Au Darfour, bastion du général Daglo et de milliers de ses hommes qui y ont mené des atrocités durant la guerre lancée dans cette région en 2003, Médecins sans Frontières (MSF) annonce avoir accueilli en trois jours 183 blessés dans son dernier hôpital fonctionnel. « Une majorité de civils, dont beaucoup d’enfants », rapporte l’ONG. « 25 sont morts » faute de soins.
Impossible de savoir quelle force contrôle quoi. Les deux camps disent par communiqués interposés tenir l’aéroport, le palais présidentiel et le QG de l’état-major.

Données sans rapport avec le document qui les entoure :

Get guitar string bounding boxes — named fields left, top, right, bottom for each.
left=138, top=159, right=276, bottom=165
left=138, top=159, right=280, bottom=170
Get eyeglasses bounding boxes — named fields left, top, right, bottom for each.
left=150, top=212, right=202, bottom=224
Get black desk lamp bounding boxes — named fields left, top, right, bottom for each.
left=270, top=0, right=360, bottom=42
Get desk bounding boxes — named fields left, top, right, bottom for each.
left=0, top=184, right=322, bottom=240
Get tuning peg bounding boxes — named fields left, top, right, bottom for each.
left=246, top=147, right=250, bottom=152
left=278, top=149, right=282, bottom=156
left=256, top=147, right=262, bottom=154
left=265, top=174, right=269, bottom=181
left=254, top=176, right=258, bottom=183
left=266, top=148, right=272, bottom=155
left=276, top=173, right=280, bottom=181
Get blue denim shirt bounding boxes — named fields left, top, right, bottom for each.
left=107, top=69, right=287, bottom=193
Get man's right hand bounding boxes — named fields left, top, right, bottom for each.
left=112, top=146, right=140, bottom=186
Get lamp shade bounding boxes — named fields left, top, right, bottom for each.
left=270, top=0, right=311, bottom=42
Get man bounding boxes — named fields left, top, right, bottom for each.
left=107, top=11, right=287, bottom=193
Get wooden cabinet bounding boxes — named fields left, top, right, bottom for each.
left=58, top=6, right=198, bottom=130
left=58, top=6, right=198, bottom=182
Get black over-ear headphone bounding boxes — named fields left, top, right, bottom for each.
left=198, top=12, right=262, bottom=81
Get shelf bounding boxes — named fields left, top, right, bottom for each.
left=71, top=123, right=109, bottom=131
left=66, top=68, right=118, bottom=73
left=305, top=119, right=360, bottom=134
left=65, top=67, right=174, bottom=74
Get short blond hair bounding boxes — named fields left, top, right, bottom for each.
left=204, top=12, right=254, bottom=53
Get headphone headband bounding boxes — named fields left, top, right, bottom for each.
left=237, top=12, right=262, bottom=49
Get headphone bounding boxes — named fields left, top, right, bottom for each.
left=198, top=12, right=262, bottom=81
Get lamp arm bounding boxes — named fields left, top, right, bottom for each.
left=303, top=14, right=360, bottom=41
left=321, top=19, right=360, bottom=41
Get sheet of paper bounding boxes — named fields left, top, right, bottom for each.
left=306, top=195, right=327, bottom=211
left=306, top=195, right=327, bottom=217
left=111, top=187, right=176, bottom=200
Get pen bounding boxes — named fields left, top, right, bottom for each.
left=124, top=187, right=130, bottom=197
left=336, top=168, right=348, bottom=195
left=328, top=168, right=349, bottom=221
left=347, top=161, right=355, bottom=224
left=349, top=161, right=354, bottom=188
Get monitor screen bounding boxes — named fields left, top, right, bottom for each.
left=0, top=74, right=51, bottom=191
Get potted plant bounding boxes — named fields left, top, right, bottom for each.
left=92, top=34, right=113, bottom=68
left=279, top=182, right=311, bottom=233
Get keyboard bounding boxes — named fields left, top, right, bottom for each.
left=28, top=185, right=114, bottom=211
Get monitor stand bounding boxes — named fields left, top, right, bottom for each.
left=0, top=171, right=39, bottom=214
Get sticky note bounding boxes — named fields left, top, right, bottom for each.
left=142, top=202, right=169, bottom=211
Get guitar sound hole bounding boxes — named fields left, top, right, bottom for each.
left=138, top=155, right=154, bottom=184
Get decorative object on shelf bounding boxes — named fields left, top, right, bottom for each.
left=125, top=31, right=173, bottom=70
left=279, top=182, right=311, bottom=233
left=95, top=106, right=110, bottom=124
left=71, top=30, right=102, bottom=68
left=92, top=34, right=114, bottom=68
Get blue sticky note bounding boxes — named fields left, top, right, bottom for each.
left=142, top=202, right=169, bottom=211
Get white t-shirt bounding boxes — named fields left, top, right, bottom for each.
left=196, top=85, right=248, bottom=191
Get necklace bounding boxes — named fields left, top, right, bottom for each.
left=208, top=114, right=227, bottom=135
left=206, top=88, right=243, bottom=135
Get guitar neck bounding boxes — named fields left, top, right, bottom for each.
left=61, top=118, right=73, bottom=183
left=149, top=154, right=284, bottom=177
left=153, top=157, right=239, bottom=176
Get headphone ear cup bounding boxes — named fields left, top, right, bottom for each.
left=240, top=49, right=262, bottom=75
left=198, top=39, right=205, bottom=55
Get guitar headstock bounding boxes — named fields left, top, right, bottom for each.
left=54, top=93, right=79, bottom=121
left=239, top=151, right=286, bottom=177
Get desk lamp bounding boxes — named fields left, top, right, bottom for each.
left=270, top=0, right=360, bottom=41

Et, en ligne, la désinformation prospère: vidéos anciennes du général Burhane, pas apparu depuis quatre jours, présentées comme récentes, rumeurs d’assassinats ou fausse annonce de trêve alimentent la confusion.
– Guerre « existentielle » –
Les deux hommes semblent désormais ne plus vouloir reculer dans cette guerre devenue « existentielle » pour leurs camps, selon des experts.
L’armée n’en finit plus de dénoncer « un coup d’Etat » de « rebelles soutenus par l’étranger » quand Hemedti déclare lutter « pour la liberté, la justice et la démocratie ».
Ce slogan de la « révolution » de 2019 était jusqu’à récemment encore scandé dans la rue par les militants pro-démocratie voulant en finir avec le pouvoir militaire, quasiment une constante au Soudan depuis l’indépendance en 1956.
Le conflit entre Hemedti et le général Burhane, latent depuis des semaines, a explosé quand ils ont été forcés d’annoncer leur plan pour intégrer les FSR aux troupes régulières. Incapables de s’accorder sur un calendrier et les conditions de recrutement, ils ont fait parler les armes.
Pour le politologue Amr Chobaki, « la situation actuelle est le résultat des erreurs du régime Béchir et de la période de transition qui aurait dû, après la chute de Béchir (en 2019), discuter de l’unification des forces armées ».
« Les civils voulaient démanteler l’ancien régime mais ce qui a été démantelé ce sont les forces politiques et l’armée », explique-t-il à l’AFP.
Le grand voisin égyptien, lui, multiplie les initiatives pour « un retour à la table des négociations ». Il a appelé les deux généraux et lundi soir, le président Abdel Fattah al-Sissi a convoqué un Conseil de défense inhabituel.